2021-07-27 14:58:16 | 読游摘録

 二日連続で二時間走った。といっても、速歩のほうが速いのではないかというスローペースで18,5キロ。今日はナイキのペガサス38で走った。シューズによって走り方を少し変えたほういいこともわかった。それはより速く走るためではなく、より疲れにくい走り方、膝、前脛骨筋、アキレス腱などにより負担がかかりにくい走り方をするためである。今日はまったくどこにも痛みが出ることもなく完走できた。ほんの少しずつペースを上げて、どこにも痛みがでないように気をつけつつ、二時間で20キロあたりを目標にしようと思う。
 五来重『石の宗教』(講談社学術文庫 2007年 初版単行本 1988年)をところどころ読む。石は不思議だ。五来は「謎だらけ」だという。

これは自然界の謎を石が背負っているように、人間の心の謎を石が背負っているからだろうとおもう。そして人間の心の謎は宗教の謎である。したがって宗教の謎が解ければ、石の謎も解けるにちがいない。その宗教というものも、人間の頭でつくった文化宗教では石の謎は解けない。仏教の唯識の三論の、天台の真言のといっては、石仏の謎一つも解けないだろう。キリスト教の神学でも、儒教の哲学でも石には歯が立たない。それは自然宗教としての原始仏教、未開宗教、あるいは庶民信仰や呪術宗教の分野だからである。

「謎の石―序にかえて」より

 植木雅俊『仏教学者 中村元 求道のことばと思想』(角川選書 2014年)、半分ほど読み終える。この稀代の碩学がどれほど偏狭なアカデミズムやセクショナリズムを嫌い、それと戦い続けていたかがよくわかり、とても興味深い。心に触れるエピソードも多い。同書には『比較思想の軌跡』(東京書籍 1993年)から数カ所引用されているが、その一つを孫引きする。

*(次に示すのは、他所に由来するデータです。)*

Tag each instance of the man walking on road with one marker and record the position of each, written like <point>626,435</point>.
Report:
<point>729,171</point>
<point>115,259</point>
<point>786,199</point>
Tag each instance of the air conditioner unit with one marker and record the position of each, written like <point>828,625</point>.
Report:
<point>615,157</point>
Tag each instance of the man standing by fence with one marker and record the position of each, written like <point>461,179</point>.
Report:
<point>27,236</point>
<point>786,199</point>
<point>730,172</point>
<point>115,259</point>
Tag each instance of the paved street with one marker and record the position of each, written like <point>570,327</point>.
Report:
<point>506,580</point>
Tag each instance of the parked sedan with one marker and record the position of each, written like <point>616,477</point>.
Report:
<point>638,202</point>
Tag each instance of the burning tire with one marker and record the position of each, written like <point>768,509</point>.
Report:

日本の哲学的諸学問の大きな欠陥は、人間の生きること、人間の思考・感情の諸様相の生きた体系を、そのものとしてとらえようとせず、細分化してしまって、人間そのものを見失っていることである。いわば生体解剖をした死体の局部局部を研究しているようなものである。

 こう中村元が述べたのは比較思想学会第五回大会(おそらく1978年)でのことだが、それから四十年以上経った現在も、解剖された死体の局部研究のような論文を書かなければ、ガクジュツ的論文とみなされず、したがって研究者として認められないという状況は、さほど変わってはいないのではないだろうか。
 佐野眞一『旅する巨人 宮本常一と渋沢敬三』(文春文庫 2009年)第四章「廃嫡訴訟」を読む。渋沢栄一の嫡子篤二の廃嫡が東京地裁により正式に決定されたのは、大正二年一月十五日のことであった。それは、敬三が十六歳のとき、東京高等師範学校附属中学の卒業を間近に控えていた。大正四年八月、渋沢同族会は株式会社に改められ、十九歳の敬三が初代社長に就任する。栄一の「放蕩息子」篤二の代わりに渋沢宗家当主となることがこれで決定的となる。祖父栄一が九十一歳で大往生を遂げたのが昭和六年十一月。翌昭和七年一月、篤二の若き日の養育係であり、敬三に対してもなにくれとなく世話をやいた穂積歌子も六十八歳で他界。同年十月、父篤二、白金の妾宅で死去。

偉大なる祖父と、その重圧にうちひしがれたまま蕩児として生涯を終えた父、そして渋沢一族の繁栄をひたすら願った謹厳実直な伯母の相次ぐ死は、敬三を悲嘆のどん底にたたきこんだ。だが、渋沢家の一つの時代の終わりを告げる三人の死は、一面、敬三にとって一種の解放でもあった。

敬三が本格的に民俗学者として開花するのは、祖父栄一の死後である。